The thought of spending my 24th birthday alone terrified me. Which is exactly why I had to do it.
Jenny Chang / Via BuzzFeed
In my final year of college, my parents left the United States. They moved back to the Philippines where I was born. I chose to stay in New York for school, for work, for friends — a life I was beginning to build.
But after graduation, my closest circle had to break-up. Some of us moved to San Francisco, Boston, and more than nine stops into Brooklyn. And I've had few long-term boyfriends. Well, not even 'long-term.' Let's say 'mid-term.' So, as I approached 24, I realized I'd been living much of my adult life alone.
Despite the immigrant specificities, my story is not a novel one.

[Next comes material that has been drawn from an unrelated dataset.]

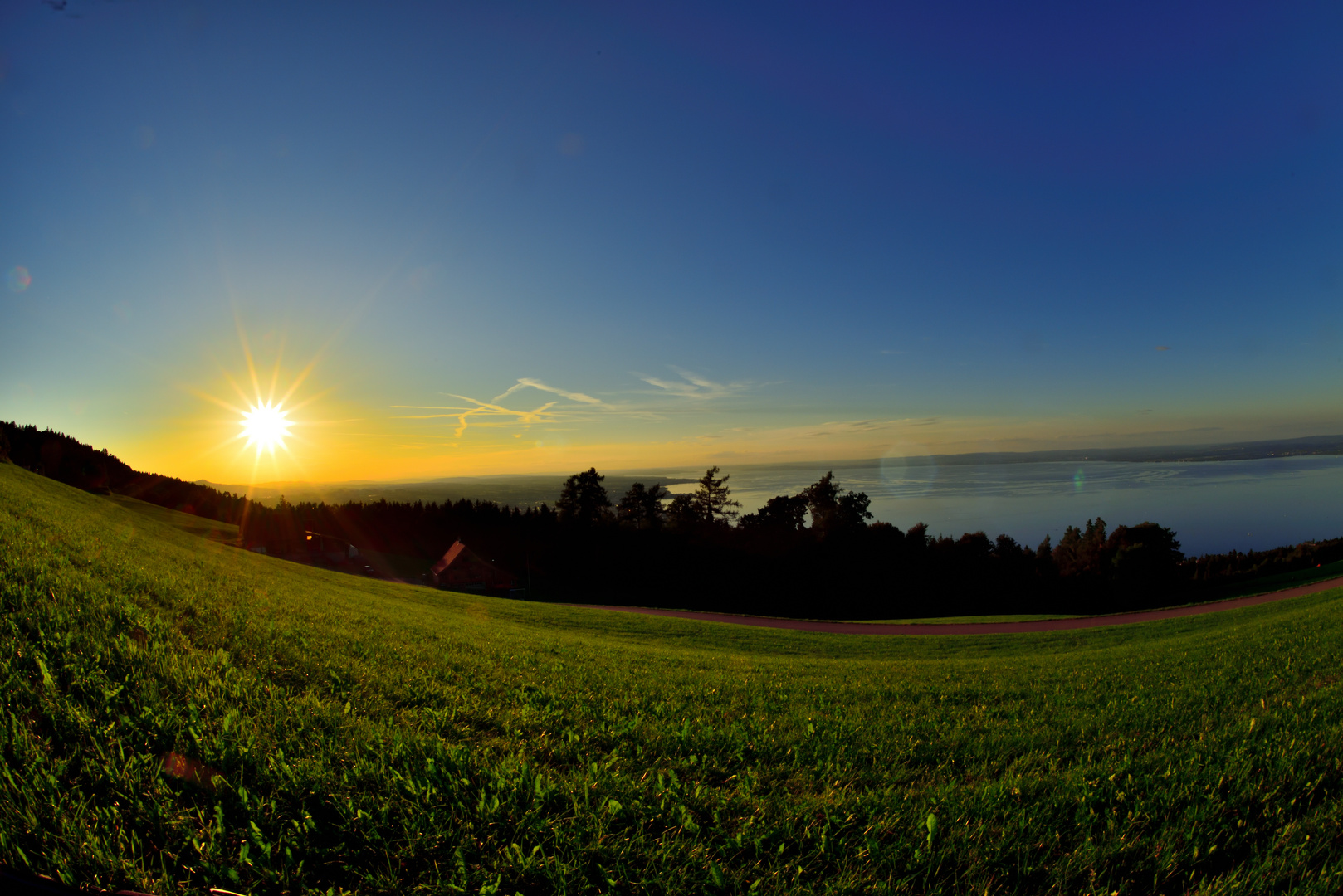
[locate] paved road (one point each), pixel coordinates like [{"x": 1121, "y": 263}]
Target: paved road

Many of my friends, in their sophomore year of adulthood, feel lonely and adrift, and so they take every chance they get to ground and anchor themselves in other human beings. I, Mr. Hey What Are You Doing Tonight ?, was no different.

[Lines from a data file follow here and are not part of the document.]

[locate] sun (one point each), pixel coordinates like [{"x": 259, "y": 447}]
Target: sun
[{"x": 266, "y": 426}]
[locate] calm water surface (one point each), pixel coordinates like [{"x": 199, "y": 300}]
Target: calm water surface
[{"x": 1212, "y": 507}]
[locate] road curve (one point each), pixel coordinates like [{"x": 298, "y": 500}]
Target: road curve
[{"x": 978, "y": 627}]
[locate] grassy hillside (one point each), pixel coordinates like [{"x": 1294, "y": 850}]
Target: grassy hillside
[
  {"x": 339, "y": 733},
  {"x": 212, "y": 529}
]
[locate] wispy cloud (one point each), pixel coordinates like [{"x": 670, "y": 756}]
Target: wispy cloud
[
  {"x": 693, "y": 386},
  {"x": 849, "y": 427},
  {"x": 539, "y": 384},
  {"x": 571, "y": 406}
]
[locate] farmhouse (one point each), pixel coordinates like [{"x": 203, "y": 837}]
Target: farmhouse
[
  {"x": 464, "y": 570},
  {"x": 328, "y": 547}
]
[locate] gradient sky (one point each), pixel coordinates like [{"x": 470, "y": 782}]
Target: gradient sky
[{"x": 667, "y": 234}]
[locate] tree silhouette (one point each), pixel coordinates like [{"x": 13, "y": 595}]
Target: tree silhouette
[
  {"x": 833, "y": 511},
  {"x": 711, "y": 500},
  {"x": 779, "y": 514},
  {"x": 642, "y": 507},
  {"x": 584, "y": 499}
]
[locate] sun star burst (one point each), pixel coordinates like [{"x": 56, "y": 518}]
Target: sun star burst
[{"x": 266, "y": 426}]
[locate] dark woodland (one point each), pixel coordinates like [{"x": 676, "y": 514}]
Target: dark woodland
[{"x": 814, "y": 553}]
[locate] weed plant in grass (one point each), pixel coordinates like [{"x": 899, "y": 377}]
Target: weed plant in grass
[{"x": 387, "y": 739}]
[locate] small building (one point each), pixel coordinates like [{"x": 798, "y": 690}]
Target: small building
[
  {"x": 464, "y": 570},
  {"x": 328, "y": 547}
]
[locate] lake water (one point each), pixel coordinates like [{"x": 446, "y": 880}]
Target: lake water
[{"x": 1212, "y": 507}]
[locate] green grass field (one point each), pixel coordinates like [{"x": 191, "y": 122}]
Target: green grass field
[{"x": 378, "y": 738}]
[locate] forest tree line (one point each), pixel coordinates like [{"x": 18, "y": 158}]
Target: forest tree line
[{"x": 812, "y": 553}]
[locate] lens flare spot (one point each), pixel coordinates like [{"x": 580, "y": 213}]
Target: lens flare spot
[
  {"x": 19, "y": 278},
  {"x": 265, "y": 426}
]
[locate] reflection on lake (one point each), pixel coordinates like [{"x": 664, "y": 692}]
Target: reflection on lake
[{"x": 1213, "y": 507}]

However, I've been feeling not like myself lately. I used to gain all my energy from connecting with people, both familiar and new. Now it would only exhaust me. One of my friends recommended I go see a therapist; this sounded exhausting and expensive.
(Me, at 23, in a particularly low moment.)
I recently moved to Brooklyn with two of my best friends and co-habitation has changed our dynamic. When you live with someone, you never actively plan on being together, so you take togetherness for granted. Plus, they both have adoring boyfriends. I, insecure and jealous by nature, often feel left out.
My career has been going smoothly. And yet, whenever I'm not being praised, by some oppositional logic, my brain processes that blank space as silent critique. "No one's complimenting you," it tells me, "therefore you are literally the worst." This is what happens when you work on the internet and you place your self-worth in the palms of those who have much else in their hands.